Beefy Boxes and Bandwidth Generously Provided by pair Networks
Do you know where your variables are?
 
PerlMonks  

Memory Leak HTML::FormatText

by Anonymous Monk
on Sep 13, 2013 at 12:03 UTC ( #1053903=perlquestion: print w/ replies, xml ) Need Help??
Anonymous Monk has asked for the wisdom of the Perl Monks concerning the following question:

Dear Enlightened Ones,

I have a memory leak on the following code (run on ActiveState Perl and Windows 7). The problem seems to be with the call to HTML::Format. After the end of the loop there still seem to be variables containing text, etc. rather than it all getting properly scoped out (and hence the memory being returned). There is an earlier node addressing a similar problem (Memory Leak? i'm clueless.), but the solution mentioned there (insert a delete command for the input file) does not seem to work for me.

I had a look at the nodes discussing memory leaks in general, but frankly did not find them that useful since they all mention tools such as Devel::Peek, Devel::Cycle... - but I cannot find a description of these tools that I as a newbie can understand.

Any help would be appreciated!
use warnings; use strict; use diagnostics; use HTML::FormatText; open INPUT, "< D:/htmladdresses.txt" or die "Problem: $!"; our @INPUT=<INPUT>; close INPUT; while (@INPUT) { my $input=shift(@INPUT); chomp $input; my $content=HTML::FormatText->format_file($input, leftmargin => 0, ri +ghtmargin => 50); # this is followed by some regular expression, all disabled now }

Comment on Memory Leak HTML::FormatText
Download Code
Re: Memory Leak HTML::FormatText
by CountZero (Bishop) on Sep 13, 2013 at 20:19 UTC
    When the loop finishes, your program finishes and all memory will be given back to the operating system. How can there be a memory leak?

    CountZero

    A program should be light and agile, its subroutines connected like a string of pearls. The spirit and intent of the program should be retained throughout. There should be neither too little or too much, neither needless loops nor useless variables, neither lack of structure nor overwhelming rigidity." - The Tao of Programming, 4.1 - Geoffrey James

    My blog: Imperial Deltronics
Re: Memory Leak HTML::FormatText
by kcott (Abbot) on Sep 14, 2013 at 02:03 UTC
    "The problem seems to be with the call to HTML::Format. After the end of the loop there still seem to be variables containing text, etc. rather than it all getting properly scoped out (and hence the memory being returned)."

    You're using package variables (INPUT and @INPUT). Their scope is the entire package (i.e. main) and they will persist until the script ends. See "perlmod - Perl modules (packages and symbol tables)".

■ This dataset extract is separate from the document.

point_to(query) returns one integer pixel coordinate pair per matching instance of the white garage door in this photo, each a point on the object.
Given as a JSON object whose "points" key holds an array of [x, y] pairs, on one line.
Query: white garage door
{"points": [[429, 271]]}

    What you probably want is lexical variables (see my). Try writing your code along these lines:

    my $file = 'D:/htmladdresses.txt'; open my $input_fh, '<', $file or die "Can't open '$file' for reading: $!"; while (my $input = <$input_fh>) { chomp $input; # Use $input here as you were previously using it } close $input_fh;

    See also: perlsub, perldata, our, local and open.

    "I had a look at the nodes discussing memory leaks in general, but frankly did not find them that useful since they all mention tools such as Devel::Peek, Devel::Cycle... - but I cannot find a description of these tools that I as a newbie can understand."

    You may find Test::LeakTrace is a little easier to use.

    -- Ken

      Thank you for your reply.

      The first part of the code is at the highest level of the program, so @input is used throughout the while loop, which basically is the whole program. The first part just opens a file with website-addresses which get loaded into @input and then the loop cycles through them.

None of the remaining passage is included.